What Hezbollah and Lebanese officials call violations of the ceasefire, Israel calls self-defense. Despite Israeli troops pulling out of the small portions of southern Lebanon they briefly controlled during the war, the IDF still holds five separate points on the Lebanese side of the UN-demarcated Blue Line, which is technically a breach of the terms. The Israelis, however, are tying a full withdrawal from Lebanon to the Lebanese government’s demobilisation of Hezbollah. And Israel has no intention of stopping the airstrikes as long as Hezbollah is holding weapons.

‘The Lebanese government’s commitment to disarm Hezbollah and remove it from southern Lebanon must be implemented,’ Israeli Defense Minister Israel Katz said on Sunday. ‘Maximum enforcement will continue and even intensify – we will not allow any threat to the residents of the north.’
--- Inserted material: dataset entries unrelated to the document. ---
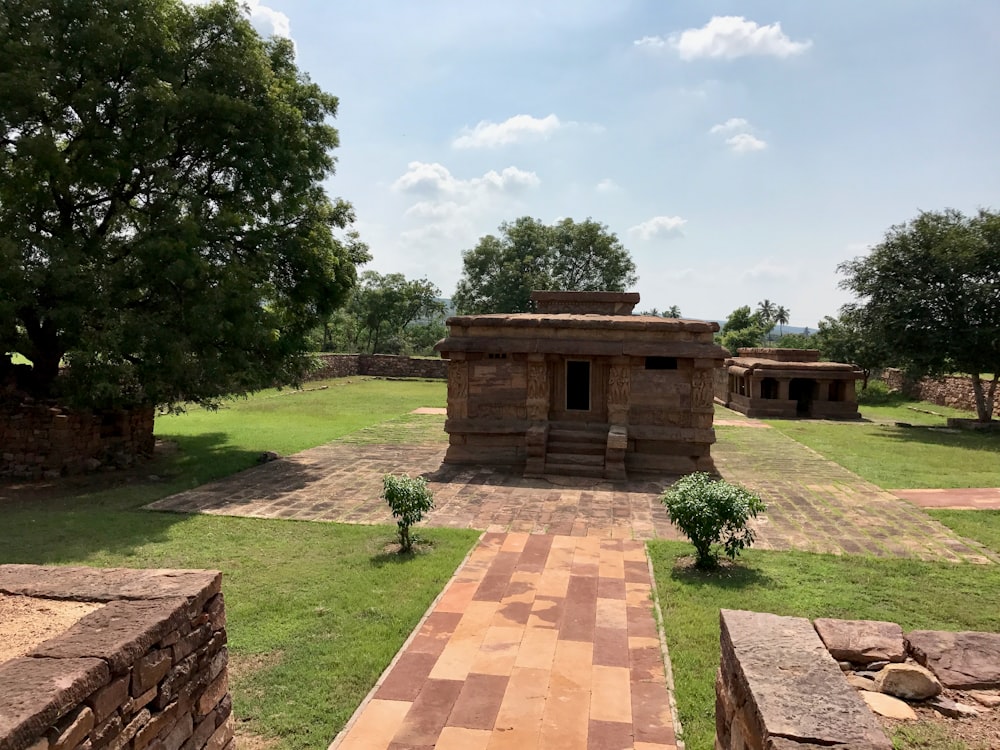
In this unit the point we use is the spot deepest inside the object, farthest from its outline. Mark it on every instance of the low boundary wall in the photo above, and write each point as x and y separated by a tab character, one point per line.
148	669
379	365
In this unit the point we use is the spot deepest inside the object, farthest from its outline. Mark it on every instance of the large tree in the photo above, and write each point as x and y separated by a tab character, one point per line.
164	230
931	292
499	274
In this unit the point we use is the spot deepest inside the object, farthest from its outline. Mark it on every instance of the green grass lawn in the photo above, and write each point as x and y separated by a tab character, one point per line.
914	594
316	611
903	457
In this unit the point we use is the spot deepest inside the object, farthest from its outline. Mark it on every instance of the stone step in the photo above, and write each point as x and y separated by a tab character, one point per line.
575	459
560	446
574	470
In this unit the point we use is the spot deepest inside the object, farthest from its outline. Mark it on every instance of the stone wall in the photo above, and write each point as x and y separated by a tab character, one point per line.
945	391
44	440
148	669
378	365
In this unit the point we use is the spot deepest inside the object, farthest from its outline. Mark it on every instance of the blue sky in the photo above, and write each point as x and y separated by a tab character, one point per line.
740	150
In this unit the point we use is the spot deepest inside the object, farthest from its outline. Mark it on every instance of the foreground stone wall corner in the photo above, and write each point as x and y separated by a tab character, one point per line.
146	670
778	688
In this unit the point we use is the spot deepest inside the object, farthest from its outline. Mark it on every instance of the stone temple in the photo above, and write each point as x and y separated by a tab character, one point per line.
788	383
581	387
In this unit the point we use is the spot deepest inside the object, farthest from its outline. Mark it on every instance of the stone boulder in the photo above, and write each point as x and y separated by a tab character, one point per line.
910	681
965	660
862	641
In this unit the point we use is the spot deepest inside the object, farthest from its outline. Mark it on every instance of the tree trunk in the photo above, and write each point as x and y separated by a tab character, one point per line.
984	397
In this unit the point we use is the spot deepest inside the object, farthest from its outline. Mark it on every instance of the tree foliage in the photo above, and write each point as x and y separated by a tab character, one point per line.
499	274
388	308
163	227
931	292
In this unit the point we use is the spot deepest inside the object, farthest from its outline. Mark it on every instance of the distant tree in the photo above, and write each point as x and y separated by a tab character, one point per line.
743	328
930	292
781	318
164	230
848	339
385	308
499	274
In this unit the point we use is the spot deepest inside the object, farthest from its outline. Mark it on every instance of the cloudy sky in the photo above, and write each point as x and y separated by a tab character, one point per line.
740	150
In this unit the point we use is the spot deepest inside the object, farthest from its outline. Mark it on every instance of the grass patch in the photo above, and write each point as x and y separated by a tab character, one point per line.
903	457
316	611
912	593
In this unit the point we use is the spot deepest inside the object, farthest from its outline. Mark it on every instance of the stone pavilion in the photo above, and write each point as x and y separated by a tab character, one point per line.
581	387
786	383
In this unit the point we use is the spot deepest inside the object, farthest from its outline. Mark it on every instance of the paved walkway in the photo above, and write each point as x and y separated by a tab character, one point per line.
539	641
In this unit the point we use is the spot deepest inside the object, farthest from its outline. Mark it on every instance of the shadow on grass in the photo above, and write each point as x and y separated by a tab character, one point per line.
77	518
728	576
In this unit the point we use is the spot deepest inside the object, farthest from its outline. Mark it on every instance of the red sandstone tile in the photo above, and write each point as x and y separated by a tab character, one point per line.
611	647
609	735
641	623
610	694
519	721
457	597
538	648
611	588
435	632
651	713
456	738
403	683
429	713
376	726
479	702
497	651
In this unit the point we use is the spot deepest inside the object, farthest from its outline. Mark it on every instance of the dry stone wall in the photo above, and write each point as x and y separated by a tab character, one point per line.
146	671
43	440
378	365
955	392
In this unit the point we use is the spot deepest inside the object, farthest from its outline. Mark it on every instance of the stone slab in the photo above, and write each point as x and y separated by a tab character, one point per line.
862	641
108	584
120	632
963	660
35	693
798	688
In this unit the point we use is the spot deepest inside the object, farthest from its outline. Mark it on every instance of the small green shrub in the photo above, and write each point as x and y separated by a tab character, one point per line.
409	499
711	512
878	394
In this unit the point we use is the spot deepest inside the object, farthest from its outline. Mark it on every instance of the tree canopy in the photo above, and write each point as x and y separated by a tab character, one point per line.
499	274
164	231
930	291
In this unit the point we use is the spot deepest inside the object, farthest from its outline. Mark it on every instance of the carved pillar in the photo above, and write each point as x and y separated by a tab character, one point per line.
619	392
537	401
458	389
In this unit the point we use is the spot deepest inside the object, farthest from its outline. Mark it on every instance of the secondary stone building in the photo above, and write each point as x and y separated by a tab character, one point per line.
581	387
788	383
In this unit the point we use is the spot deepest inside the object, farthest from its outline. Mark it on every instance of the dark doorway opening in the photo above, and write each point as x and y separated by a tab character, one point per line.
802	392
577	385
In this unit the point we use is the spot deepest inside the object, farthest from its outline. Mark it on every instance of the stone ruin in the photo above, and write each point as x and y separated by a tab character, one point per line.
788	383
581	387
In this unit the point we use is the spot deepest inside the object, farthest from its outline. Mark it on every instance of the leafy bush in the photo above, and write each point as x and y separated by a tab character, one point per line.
409	499
712	512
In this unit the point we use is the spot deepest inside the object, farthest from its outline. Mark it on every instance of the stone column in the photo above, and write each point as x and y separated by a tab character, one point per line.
458	388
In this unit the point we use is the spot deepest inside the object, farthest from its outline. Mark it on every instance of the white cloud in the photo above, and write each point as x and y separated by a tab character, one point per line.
728	37
659	226
515	129
436	180
267	20
743	143
741	140
732	125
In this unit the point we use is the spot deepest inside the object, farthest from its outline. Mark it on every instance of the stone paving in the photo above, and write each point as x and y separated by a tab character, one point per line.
539	641
813	504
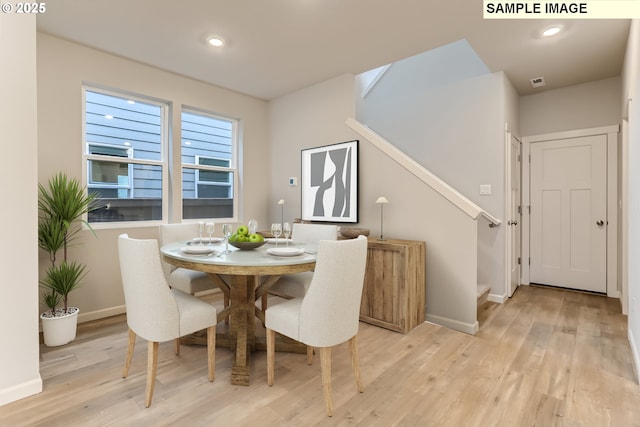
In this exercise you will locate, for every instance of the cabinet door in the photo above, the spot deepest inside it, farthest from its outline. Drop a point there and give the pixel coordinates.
(394, 290)
(384, 286)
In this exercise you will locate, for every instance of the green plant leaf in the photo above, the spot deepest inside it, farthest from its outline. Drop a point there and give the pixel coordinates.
(64, 278)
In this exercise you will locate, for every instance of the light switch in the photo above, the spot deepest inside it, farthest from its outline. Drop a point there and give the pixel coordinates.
(485, 189)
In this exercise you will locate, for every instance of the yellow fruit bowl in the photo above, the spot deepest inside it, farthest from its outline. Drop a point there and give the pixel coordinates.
(246, 246)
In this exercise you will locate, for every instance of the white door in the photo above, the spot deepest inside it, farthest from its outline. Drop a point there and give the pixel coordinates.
(515, 218)
(568, 213)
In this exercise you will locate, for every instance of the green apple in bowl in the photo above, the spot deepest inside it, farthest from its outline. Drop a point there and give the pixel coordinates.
(255, 237)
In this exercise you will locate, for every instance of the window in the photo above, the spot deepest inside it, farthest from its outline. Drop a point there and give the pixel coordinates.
(209, 171)
(126, 160)
(109, 179)
(125, 138)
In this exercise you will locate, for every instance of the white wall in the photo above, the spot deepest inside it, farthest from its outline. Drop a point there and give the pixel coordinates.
(19, 361)
(62, 68)
(316, 116)
(447, 112)
(582, 106)
(632, 184)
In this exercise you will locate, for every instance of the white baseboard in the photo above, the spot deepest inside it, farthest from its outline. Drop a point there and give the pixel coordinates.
(467, 328)
(101, 314)
(20, 391)
(634, 354)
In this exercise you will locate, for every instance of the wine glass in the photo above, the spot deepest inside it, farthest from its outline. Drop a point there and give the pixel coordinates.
(226, 231)
(252, 225)
(209, 227)
(200, 231)
(286, 230)
(276, 230)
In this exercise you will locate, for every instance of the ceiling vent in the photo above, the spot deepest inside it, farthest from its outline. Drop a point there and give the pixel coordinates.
(537, 82)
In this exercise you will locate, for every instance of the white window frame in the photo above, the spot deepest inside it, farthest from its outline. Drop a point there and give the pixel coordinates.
(233, 161)
(163, 163)
(204, 167)
(92, 184)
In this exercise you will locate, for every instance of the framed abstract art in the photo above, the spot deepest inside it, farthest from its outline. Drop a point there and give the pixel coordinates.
(330, 183)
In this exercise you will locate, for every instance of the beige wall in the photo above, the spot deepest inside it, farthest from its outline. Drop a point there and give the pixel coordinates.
(583, 106)
(316, 116)
(19, 362)
(62, 69)
(632, 186)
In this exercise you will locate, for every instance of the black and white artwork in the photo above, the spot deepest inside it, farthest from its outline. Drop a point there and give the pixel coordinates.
(330, 183)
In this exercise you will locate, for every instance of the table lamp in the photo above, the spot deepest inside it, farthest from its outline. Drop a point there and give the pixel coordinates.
(381, 201)
(281, 203)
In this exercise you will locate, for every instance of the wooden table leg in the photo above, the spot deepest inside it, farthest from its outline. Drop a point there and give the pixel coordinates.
(242, 326)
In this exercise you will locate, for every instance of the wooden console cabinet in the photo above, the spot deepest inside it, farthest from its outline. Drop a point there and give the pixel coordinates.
(393, 296)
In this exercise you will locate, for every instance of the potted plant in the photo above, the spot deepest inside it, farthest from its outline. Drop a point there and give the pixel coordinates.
(62, 205)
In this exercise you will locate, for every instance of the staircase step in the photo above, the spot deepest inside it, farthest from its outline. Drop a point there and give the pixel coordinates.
(483, 293)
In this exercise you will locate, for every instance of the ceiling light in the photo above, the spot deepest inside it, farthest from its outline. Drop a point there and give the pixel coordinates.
(551, 31)
(215, 41)
(537, 82)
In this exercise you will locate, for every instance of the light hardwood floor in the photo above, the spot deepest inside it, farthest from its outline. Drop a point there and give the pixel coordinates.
(546, 357)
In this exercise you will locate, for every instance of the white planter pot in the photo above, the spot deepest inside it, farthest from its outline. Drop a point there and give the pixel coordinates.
(61, 329)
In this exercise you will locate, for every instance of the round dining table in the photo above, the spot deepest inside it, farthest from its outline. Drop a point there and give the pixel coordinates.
(244, 276)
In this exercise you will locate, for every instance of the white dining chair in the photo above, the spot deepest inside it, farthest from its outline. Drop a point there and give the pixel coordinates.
(189, 281)
(157, 313)
(328, 314)
(295, 285)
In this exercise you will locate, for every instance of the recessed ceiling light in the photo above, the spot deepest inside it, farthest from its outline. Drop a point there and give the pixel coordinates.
(215, 41)
(551, 31)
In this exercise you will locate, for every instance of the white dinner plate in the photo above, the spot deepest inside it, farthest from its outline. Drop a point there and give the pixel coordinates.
(207, 240)
(285, 251)
(279, 240)
(197, 249)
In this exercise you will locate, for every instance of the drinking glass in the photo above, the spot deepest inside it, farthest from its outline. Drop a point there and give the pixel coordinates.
(253, 226)
(286, 230)
(226, 231)
(200, 231)
(209, 227)
(276, 230)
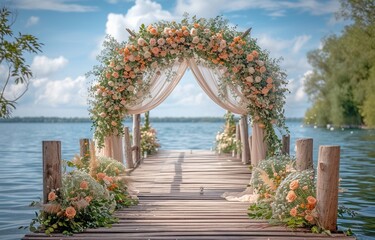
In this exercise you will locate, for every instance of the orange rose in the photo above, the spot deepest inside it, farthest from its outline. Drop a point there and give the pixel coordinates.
(70, 212)
(52, 196)
(291, 196)
(293, 212)
(84, 185)
(294, 185)
(311, 200)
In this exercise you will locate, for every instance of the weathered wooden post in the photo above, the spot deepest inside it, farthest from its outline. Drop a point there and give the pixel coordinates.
(51, 167)
(259, 147)
(238, 139)
(107, 150)
(244, 139)
(327, 186)
(128, 149)
(137, 137)
(84, 147)
(286, 145)
(304, 154)
(250, 146)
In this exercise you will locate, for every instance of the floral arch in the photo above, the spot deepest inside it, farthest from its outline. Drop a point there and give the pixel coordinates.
(137, 75)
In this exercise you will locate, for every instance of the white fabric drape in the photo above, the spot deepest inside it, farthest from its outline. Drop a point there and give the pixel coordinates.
(227, 96)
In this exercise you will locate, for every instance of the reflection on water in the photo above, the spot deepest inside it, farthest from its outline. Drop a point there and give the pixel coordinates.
(21, 168)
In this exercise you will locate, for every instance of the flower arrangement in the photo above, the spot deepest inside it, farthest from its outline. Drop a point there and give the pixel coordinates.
(81, 203)
(226, 141)
(295, 200)
(149, 141)
(126, 69)
(267, 176)
(88, 196)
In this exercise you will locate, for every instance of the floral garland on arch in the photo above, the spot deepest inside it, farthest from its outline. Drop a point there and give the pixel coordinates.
(126, 70)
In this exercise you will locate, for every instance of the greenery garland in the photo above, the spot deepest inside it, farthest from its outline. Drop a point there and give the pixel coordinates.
(125, 71)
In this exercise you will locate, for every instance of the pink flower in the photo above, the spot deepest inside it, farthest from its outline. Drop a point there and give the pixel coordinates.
(141, 42)
(152, 41)
(195, 40)
(193, 31)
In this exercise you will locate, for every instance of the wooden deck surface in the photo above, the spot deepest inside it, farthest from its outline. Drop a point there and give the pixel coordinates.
(180, 199)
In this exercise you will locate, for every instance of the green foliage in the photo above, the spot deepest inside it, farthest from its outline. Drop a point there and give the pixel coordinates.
(149, 141)
(12, 51)
(341, 85)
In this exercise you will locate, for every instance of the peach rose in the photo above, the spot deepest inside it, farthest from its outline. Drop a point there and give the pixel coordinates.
(311, 200)
(70, 212)
(52, 196)
(294, 185)
(293, 212)
(291, 196)
(84, 185)
(250, 57)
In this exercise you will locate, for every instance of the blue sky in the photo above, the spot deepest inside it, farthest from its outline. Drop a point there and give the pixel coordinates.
(72, 32)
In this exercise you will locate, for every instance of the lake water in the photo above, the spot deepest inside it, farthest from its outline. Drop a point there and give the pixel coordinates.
(21, 164)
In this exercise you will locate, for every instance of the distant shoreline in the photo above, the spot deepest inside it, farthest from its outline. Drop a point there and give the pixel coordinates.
(88, 120)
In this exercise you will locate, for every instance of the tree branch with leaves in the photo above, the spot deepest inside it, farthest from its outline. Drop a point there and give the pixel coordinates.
(12, 51)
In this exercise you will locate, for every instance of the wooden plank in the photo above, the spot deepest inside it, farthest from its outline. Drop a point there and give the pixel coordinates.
(171, 205)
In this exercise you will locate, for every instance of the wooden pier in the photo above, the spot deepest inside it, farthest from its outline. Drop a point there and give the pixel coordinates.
(180, 198)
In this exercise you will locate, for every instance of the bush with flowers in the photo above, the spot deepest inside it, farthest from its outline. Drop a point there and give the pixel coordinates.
(149, 141)
(127, 68)
(80, 203)
(226, 141)
(88, 196)
(295, 200)
(267, 176)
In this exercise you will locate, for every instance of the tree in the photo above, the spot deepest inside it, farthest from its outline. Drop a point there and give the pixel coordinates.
(341, 86)
(12, 51)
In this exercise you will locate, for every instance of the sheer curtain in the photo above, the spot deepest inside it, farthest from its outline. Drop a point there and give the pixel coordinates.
(227, 96)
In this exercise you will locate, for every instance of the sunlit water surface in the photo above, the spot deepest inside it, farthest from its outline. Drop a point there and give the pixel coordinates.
(21, 164)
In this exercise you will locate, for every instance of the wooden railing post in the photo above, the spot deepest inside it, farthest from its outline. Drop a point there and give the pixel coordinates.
(51, 167)
(304, 154)
(137, 137)
(250, 145)
(128, 149)
(286, 145)
(238, 139)
(327, 186)
(244, 140)
(84, 147)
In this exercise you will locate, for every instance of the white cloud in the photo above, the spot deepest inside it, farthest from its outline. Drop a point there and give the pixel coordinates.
(33, 20)
(53, 5)
(67, 92)
(43, 66)
(143, 11)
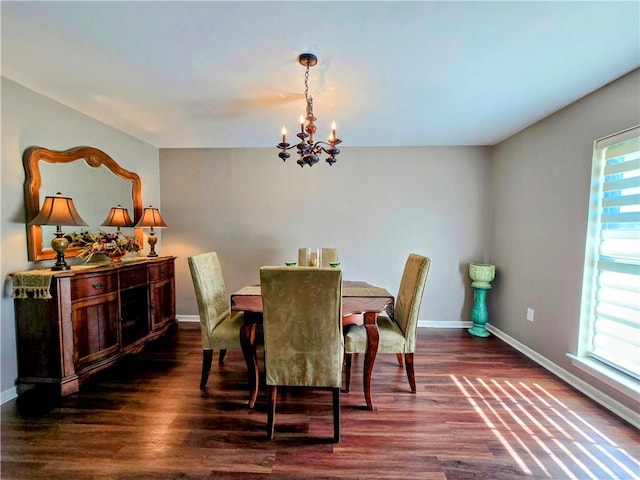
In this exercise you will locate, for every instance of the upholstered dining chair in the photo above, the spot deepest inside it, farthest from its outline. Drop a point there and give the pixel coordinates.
(302, 325)
(219, 327)
(398, 328)
(329, 255)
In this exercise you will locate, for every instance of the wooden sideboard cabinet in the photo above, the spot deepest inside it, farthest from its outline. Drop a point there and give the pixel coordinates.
(95, 316)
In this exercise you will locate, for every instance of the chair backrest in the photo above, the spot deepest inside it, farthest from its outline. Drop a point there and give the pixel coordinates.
(329, 255)
(211, 293)
(302, 322)
(407, 304)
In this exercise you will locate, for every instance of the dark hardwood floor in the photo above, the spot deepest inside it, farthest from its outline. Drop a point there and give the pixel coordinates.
(482, 411)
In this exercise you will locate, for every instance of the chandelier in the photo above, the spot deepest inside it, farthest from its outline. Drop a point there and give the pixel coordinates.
(308, 150)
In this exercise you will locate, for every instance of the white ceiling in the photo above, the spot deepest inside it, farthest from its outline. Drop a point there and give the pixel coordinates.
(225, 73)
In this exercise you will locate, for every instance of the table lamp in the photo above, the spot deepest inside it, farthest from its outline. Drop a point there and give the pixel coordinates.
(58, 211)
(118, 217)
(151, 218)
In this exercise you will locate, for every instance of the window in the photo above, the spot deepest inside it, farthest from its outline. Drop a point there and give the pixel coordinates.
(610, 323)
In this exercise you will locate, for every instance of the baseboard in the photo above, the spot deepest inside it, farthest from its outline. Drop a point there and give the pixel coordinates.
(8, 395)
(596, 395)
(443, 324)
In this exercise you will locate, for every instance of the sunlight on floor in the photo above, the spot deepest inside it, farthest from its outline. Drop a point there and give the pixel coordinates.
(548, 429)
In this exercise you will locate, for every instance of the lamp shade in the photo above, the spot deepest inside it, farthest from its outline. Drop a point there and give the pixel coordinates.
(151, 218)
(58, 210)
(118, 217)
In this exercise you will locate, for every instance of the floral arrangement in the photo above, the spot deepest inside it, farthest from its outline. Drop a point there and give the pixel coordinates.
(112, 244)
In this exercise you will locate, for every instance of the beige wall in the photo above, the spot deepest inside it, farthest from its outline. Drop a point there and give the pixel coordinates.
(32, 119)
(541, 186)
(376, 205)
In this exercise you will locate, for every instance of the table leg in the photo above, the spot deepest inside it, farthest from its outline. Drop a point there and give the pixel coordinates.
(373, 337)
(248, 343)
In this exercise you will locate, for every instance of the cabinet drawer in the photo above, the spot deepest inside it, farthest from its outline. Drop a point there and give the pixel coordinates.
(90, 285)
(133, 277)
(160, 271)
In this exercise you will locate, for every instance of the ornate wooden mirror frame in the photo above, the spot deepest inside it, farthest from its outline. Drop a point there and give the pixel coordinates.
(33, 180)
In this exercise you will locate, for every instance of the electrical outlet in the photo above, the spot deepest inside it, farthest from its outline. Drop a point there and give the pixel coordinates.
(530, 314)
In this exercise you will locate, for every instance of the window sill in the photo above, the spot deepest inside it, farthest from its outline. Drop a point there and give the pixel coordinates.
(608, 375)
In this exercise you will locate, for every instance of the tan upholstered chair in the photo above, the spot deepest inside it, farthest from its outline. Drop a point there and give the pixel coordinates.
(329, 255)
(397, 333)
(303, 340)
(220, 328)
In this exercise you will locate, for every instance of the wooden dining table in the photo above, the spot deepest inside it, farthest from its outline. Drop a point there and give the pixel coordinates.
(361, 303)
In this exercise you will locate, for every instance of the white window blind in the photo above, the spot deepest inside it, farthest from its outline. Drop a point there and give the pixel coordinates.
(612, 283)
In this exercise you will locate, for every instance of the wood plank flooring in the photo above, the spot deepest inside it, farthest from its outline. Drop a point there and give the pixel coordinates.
(482, 411)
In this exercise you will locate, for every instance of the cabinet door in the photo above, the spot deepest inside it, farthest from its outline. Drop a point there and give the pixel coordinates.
(134, 304)
(162, 293)
(95, 328)
(95, 318)
(162, 303)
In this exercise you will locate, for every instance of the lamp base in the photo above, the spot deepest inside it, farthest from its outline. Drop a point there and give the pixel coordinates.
(60, 244)
(152, 243)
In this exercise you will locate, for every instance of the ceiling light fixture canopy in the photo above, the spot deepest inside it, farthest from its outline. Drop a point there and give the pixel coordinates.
(309, 151)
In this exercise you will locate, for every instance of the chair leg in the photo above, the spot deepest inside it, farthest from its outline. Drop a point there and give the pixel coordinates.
(207, 358)
(408, 357)
(336, 414)
(272, 394)
(347, 371)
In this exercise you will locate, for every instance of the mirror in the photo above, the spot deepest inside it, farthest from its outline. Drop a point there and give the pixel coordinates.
(95, 185)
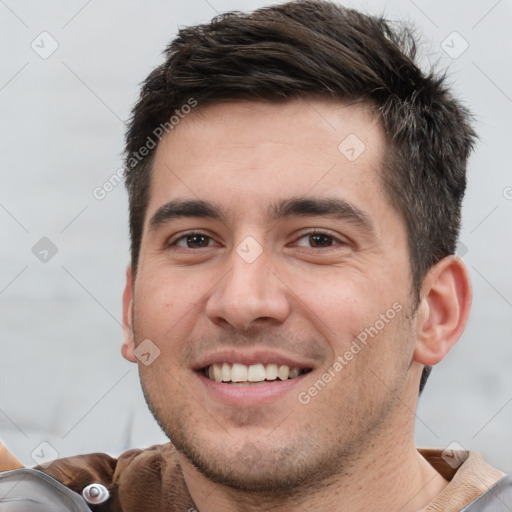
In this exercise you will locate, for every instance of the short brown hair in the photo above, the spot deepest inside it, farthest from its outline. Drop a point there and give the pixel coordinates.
(314, 48)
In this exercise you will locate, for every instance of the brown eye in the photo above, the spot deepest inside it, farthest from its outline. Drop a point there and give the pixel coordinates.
(197, 241)
(320, 240)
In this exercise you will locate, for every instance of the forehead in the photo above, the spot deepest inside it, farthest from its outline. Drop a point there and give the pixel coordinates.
(249, 154)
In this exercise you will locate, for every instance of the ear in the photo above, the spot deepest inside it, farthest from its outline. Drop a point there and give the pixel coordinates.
(443, 311)
(129, 343)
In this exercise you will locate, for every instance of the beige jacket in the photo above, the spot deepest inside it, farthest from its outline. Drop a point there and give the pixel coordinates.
(151, 479)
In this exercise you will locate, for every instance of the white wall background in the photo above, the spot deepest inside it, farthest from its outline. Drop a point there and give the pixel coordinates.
(62, 378)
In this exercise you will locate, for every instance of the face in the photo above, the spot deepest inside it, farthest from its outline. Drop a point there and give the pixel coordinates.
(274, 288)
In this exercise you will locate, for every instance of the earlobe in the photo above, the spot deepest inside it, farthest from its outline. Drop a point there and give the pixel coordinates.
(443, 310)
(128, 347)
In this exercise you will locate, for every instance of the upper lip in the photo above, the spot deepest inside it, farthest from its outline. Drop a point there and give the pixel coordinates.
(248, 357)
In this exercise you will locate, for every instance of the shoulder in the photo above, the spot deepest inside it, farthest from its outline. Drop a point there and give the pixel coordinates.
(149, 479)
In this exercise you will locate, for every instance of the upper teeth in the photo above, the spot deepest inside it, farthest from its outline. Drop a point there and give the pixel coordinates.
(236, 372)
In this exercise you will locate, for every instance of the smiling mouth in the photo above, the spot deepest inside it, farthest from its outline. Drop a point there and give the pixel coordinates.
(237, 373)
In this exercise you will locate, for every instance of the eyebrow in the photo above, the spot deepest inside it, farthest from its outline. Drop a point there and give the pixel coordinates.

The Donald Trump administration, which inherited the Joe Biden-era ceasefire agreement, finds itself in a vice. Tom Barrack, the US Ambassador to Turkey who doubles as Trump’s special envoy for Syria and Lebanon, warns that Hezbollah still has a stockpile of at least 15,000 rockets and is replacing some of the arms it lost during last year’s war. During a conference last week, Barrack advised the Lebanese government to sit down with Israel and work on a normalisation pact, as if establishing normal diplomatic relations would magically fix all the problems between these two states. It also happens to be a recommendation that is borderline pointless, since Lebanese officials will find it hard to rationalise normalisation talks as long as Israeli bombs are killing Lebanese citizens on Lebanese territory. To do anything less would be to jeopardise the credibility of the relatively new administration in the eyes of the people it’s supposed to represent.

It’s difficult to see what Washington can do fix things. Hezbollah has no incentive to part with their small arms, rockets, launchers and explosives if Israel continues to attack. Israel, in turn, has no incentive to stop treating Lebanon as its own personal piñata as long as Hezbollah refuses to disarm and transition strictly into a non-violent political party (and that’s even assuming Israel would support Hezbollah participating in Lebanese politics to begin with). The maelstrom is further complicated by the Gulf states, who would normally be called upon to fundraise Lebanon’s reconstruction but aren’t likely to write any cheques if they don’t feel comfortable that the war is truly over.

This is not to say the situation isn’t entirely negative. The resumption of full-scale war between Israel and Hezbollah, which many observers assumed would occur shortly after the agreement came into force, hasn’t come to pass. Northern Israel has seen a total of one rocket attack from Lebanon. The Israeli population that left for the country’s major cities during hostilities is starting to come back to the farms and small villages that populate Israel’s northern communities. Hezbollah has cooperated far more than previously assessed, and the Lebanese army, constantly strapped for cash and dealing with resource constraints, has proven itself to be a committed enforcer of the deal’s provisions. The writ of the Lebanese state has expanded, and Lebanese troops who previously viewed the southern portion of the country as a no-go zone are now regularly deployed there. Last but not least, the Lebanese government is no longer acting in an interim capacity; its president is a leading promoter of demobilising Hezbollah and bringing all arms under the state’s control.

But these glimmers of hope can’t hide the fact that the situation risks spinning out of control. It’s the geopolitical equivalent of the chicken-and-egg problem. Except this time, the answer will determine whether Lebanon stays in a grey zone between war and peace, descends into another cycle of violence or gets the opportunity to rebuild.